German generals who surrendered at the Battle of Tsingtao were able to play the 9th Symphony at the Bando POW camp.
It is from a series of columns by Masayuki Takayama published in the Weekly Shincho on 2019-07-20.
It is a brilliant article showing that he is the one and only journalist in the post-war world.
The Tragedy of B
Shortly after Japan's defeat, Kim Chon-hae founded the Korean Residents League in Japan and declared, 'We will make Japan a better place for us Allied people to live.'
GHQ said, 'Koreans are third-country nationals,' but Kim Chon-hae insisted, 'We should at least have extraterritorial rights.'
The Kanagawa Taxation Office busted the Koreans in Japan's moonshine factory.
That night, the person responsible for the expose was attacked and killed.
The purpose was to show that Koreans in Japan had extraterritorial rights.
Kim Chon-hae issued complimentary tickets to the National Railroad to prove their extraterritoriality, allowing Koreans in Japan to ride without charge.
Koreans in Japan couldn't get on the train due to overcrowding and were forced to break the train window to get on, a Japanese man warned.
They got angry, dragged the man to the platform, and beat him to death with a shovel.
They had no self-control.
The federation also created an 'Academic Encouragement Society.'
If you registered there, you were free to enter Hosei, Chuo, and Meiji universities.
Among them, Hosei was especially popular.
It may be because of this old friendship.
The Asahi Shimbun reported on the front page the other day that a student of Hosei University has made a documentary about Lee, a 92-year-old South Korean who was sentenced to death for being a Class BC war criminal.
The absurdist Lee certain was recruited at the age of 17 for a job in the military.
His job was to guard the Hindok POW camp on the Thai-Burma Railway.
The first battle of the last war was a crushing victory for Japan.
Roosevelt had provoked Japan into the war, but he failed to see the power of Japan.
He believed the Japanese had no decent planes and their pilots were too short-sighted to dive.
Even the whites could not strike lightning at the shallow water of Pearl Harbor.
He was worried that even if he let the Japanese take them by surprise, they would not do the damage they desired.
Both battleships and cruisers were sunk, causing ten times more deaths than expected.
Hamilton Fish's 'Roosevelt's Responsibility for the Start of the War' shows the president's dismay at his remorse at having caused so many American civilian deaths through his deceit.
That's what happened at Pearl Harbor.
The British battleship Prince of Wales, which had come to strike Japan, was immediately sunk, and Singapore, Manila, and Bandung fell one by one in less than six months.
In the ground battle, the white generals raised their hands as soon as the Indian soldiers, their minions, were killed.

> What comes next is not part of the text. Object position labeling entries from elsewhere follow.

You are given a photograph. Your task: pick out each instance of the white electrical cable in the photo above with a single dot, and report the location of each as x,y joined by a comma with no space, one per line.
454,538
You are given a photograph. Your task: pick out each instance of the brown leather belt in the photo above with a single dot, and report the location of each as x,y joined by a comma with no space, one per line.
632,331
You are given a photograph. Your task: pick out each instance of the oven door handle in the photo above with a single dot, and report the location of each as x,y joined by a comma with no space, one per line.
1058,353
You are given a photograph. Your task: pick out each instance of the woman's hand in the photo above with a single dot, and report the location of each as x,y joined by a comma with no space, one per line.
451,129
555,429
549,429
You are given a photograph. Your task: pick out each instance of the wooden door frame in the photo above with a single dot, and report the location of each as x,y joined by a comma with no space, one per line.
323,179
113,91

It took 260,000 men prisoner, more than the total number of Japanese troops in the south.
In Japanese prisons, there is a correctional officer for every five prisoners.
For every five prisoners in Japanese prisons, there would be one correctional officer for every five prisoners.
The Japanese could not fight a war in that situation, so the Korean guards came into play.
It was surprising even to the white officers who raised their hands.
The Japanese took great care of their POWs.
During the Russo-Japanese War, Russian soldiers shouted "Matsuyama" and surrendered.
The German generals who surrendered at the Battle of Tsingtao could play the Ninth Symphony at the Bando POW camp.
Korean guards replaced them.
The post-war conduct of the Koreans in Japan suggested that the response was terrible.
In H. Nelson's The Days of the Japanese POW Camp, he wrote: 'The Koreans were brutal. We called him Mephistopheles.'
Lee, certain sympathetic to Hosei University students, managed 500 prisoners of war with six of his friends.
Slapping was said to be a daily occurrence.
The nickname given to him was 'Lizard.'
Then the war ended.
Lee certain was accused of prisoner abuse.
He was released but arrested again in Hong Kong and sentenced to death as a Class C war criminal during the repatriation process.
However, he was never executed and was released 11 years after the war.
It rejected his claim that Japan should pay his pension because he was mobilized as a military servant.
In the end, 148 Korean guards were prosecuted, and 23 were executed.
It is a vast number for a rearguard who was not on the battlefield.
Concerning prisoners of war's mistreatment, two Japanese officers, including the camp commander, Colonel Shizuo Nakamura, were executed as class B war criminals.
According to international legal scholar Masao Ichimata, there is a distinction between Class BC war criminals and Class C war criminals who directly abuse POWs.
The senior officer supervising the Class C war criminal is a Class B war criminal.
The war should have been fought by the Japanese alone.